Em confraternização com ministros, Lula sinaliza alterações no primeiro escalão do governo
Reestruturação é vista como uma resposta às pressões de aliados no Congresso
Ricardo Stuckert / Presidência da República
O presidente Luiz Inácio Lula da Silva (PT) pretende realizar mudanças no primeiro escalão do governo. A declaração foi feita durante um almoço com ministros no Palácio da Alvorada na sexta-feira (20). A reestruturação é vista como uma resposta às pressões de aliados no Congresso, com expectativas de ajustes após as eleições para a presidência da Câmara e do Senado, em 2025. Gabriel Galípolo, futuro presidente do Banco Central, participou do evento.
Segundo informações do jornal Estado de São Paulo, a indicação de Galípolo está alinhada com a formação de alianças visando a eleição presidencial de 2026. A estratégia busca garantir apoio político em um cenário onde algumas bases eleitorais de aliados podem apresentar resistência à continuidade do grupo político de Lula.
No encontro, o presidente destacou que vai desacelerar sua rotina devido às recomendações médicas após recentes procedimentos cirúrgicos. “Por amor a mim e à Janja”, afirmou Lula, que deverá evitar compromissos extenuantes nos próximos 45 dias.
Reunião ministerial dá lugar a confraternização
Lula optou por substituir a tradicional reunião ministerial de fim de ano por um encontro mais breve e descontraído com os auxiliares. A confraternização durou cerca de duas horas, marcando um contraste com os compromissos habituais, que costumam ser longos e intensos.
Durante o evento, apenas duas pessoas discursaram: a primeira-dama Rosângela da Silva, Janja, que deu as boas-vindas, e o próprio presidente. Lula compartilhou detalhes sobre sua recuperação e refletiu sobre momentos marcantes de sua trajetória, como o câncer de garganta e o recente incidente no avião presidencial, quando precisou sobrevoar o México por horas antes de um pouso seguro.
Usando um chapéu para cobrir a área das cirurgias, o presidente enfatizou o desempenho do governo ao longo do ano, destacando avanços e ações realizadas.
Comunicação e pacote fiscal ganham destaque
O encontro teve menos tom político do que o habitual, mas Lula pediu aos ministros que continuem mobilizados e intensifiquem a divulgação das ações governamentais. O publicitário Sidônio Palmeira, responsável pela campanha de Lula em 2022, é apontado como possível nome para liderar a pasta de comunicação do Executivo.
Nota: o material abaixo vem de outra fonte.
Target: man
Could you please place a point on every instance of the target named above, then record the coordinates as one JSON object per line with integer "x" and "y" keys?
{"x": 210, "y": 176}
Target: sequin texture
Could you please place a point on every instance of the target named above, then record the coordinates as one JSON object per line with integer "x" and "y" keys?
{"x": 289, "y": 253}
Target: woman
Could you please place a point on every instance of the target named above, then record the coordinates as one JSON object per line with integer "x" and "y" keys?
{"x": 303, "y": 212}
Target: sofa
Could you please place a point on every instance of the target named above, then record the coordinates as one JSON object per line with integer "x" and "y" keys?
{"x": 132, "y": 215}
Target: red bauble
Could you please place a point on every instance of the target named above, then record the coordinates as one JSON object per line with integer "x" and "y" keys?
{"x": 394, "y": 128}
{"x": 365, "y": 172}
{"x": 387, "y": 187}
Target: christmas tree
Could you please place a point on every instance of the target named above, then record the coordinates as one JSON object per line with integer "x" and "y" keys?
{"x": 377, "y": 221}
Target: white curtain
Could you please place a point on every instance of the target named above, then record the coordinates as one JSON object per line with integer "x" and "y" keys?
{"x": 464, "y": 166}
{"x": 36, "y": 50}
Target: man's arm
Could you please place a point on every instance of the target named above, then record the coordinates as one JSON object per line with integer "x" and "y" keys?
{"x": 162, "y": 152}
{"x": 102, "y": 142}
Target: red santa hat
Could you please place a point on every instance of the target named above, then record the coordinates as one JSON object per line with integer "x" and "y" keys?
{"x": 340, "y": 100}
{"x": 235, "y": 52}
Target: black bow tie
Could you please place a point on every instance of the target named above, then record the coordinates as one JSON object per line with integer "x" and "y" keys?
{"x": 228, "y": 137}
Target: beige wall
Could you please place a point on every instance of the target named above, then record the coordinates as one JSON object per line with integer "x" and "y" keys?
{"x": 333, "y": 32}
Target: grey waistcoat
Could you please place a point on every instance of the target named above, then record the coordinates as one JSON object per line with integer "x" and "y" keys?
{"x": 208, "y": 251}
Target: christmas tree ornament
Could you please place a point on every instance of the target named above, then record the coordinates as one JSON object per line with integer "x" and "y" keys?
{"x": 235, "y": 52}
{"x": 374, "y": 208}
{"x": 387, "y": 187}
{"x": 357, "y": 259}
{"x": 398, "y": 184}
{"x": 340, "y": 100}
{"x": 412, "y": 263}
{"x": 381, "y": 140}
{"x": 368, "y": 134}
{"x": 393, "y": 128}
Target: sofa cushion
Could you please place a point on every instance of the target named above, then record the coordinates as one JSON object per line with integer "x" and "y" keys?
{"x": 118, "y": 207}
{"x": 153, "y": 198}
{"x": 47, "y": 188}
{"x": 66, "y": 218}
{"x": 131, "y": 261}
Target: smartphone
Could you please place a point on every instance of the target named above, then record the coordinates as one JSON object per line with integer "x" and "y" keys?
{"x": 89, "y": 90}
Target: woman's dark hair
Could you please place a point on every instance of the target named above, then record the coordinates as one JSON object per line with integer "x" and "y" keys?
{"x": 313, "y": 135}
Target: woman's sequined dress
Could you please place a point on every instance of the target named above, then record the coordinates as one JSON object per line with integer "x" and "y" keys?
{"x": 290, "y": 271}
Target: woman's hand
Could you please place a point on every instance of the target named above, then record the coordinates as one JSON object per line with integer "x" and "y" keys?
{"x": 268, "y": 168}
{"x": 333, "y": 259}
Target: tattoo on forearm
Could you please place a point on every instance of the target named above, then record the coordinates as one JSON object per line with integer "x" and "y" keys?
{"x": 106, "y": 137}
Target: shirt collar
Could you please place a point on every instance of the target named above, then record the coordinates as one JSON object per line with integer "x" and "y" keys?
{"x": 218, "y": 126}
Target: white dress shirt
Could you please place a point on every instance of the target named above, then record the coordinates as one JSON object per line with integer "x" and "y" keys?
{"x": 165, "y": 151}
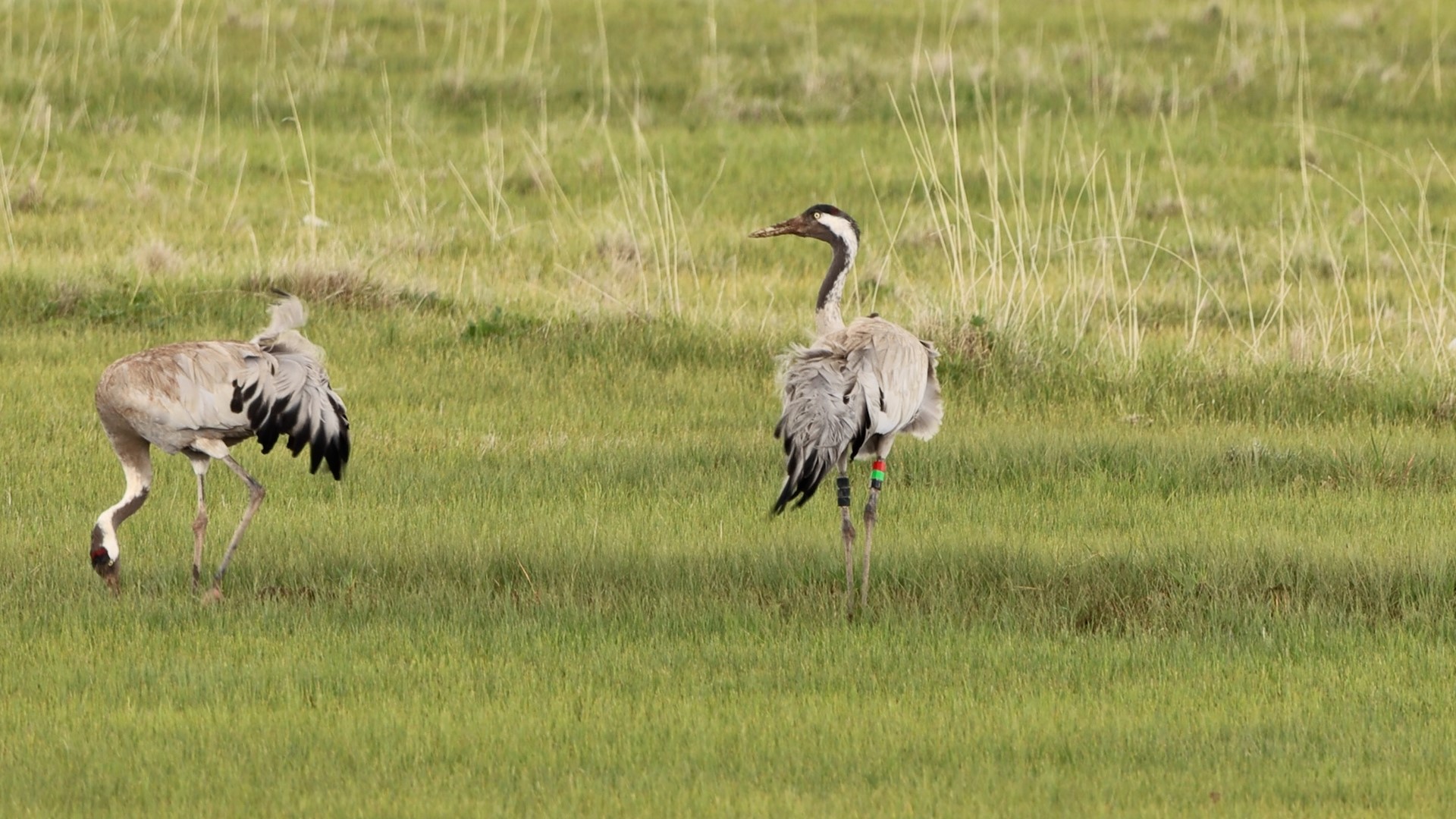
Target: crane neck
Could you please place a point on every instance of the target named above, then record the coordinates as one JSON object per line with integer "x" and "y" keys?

O presidente também comemorou a aprovação do pacote fiscal pelo Congresso, destacando o esforço dos ministros para garantir as votações enquanto ele estava internado. Lula citou a cobrança do mercado financeiro por cortes de despesas como um dos fatores que têm influenciado a alta do dólar nas últimas semanas. Ao encerrar, desejou boas festas aos presentes e afirmou que retomará sua rotina de trabalho no início de janeiro.
Lula reforça medidas fiscais
O presidente divulgou um vídeo ao lado do futuro presidente do Banco Central, Gabriel Galípolo, em uma tentativa de dialogar com o mercado financeiro.
No pronunciamento, Lula destacou a importância da estabilidade econômica e do combate à inflação como prioridades do governo para preservar o poder de compra das famílias brasileiras.
O presidente também ressaltou o compromisso com o pacote fiscal em tramitação no Congresso, afirmando que o governo está “mais convicto do que nunca” sobre a relevância de proteger a nova regra fiscal.
Reação do mercado financeiro ao pacote fiscal
O vídeo foi publicado em um momento de oscilação no mercado, com o dólar em alta nas últimas semanas. Após a divulgação, houve uma leve redução na cotação da moeda, embora o valor tenha se mantido acima das expectativas, encerrando o dia em R$ 6,07.
O principal índice da Bolsa de Valores de São Paulo, o Ibovespa, apresentou alta de 0,75%, atingindo 122.102 pontos. No entanto, a aprovação do pacote fiscal pelo Congresso com alterações em 19 trechos preocupa o mercado, segundo Luiz Felipe Bazzo, CEO da Transfer Bank.
Alta do dólar mantém preocupação
Apesar das medidas anunciadas e do esforço para transmitir confiança ao mercado, o impacto foi limitado. A manutenção do dólar acima de R$ 6 reforça o desafio do governo em lidar com a desidratação do pacote fiscal durante a tramitação no Legislativo.
Lula sinalizou que o governo continuará monitorando a situação e adotará novas medidas, caso necessário, para assegurar a estabilidade econômica e proteger os salários.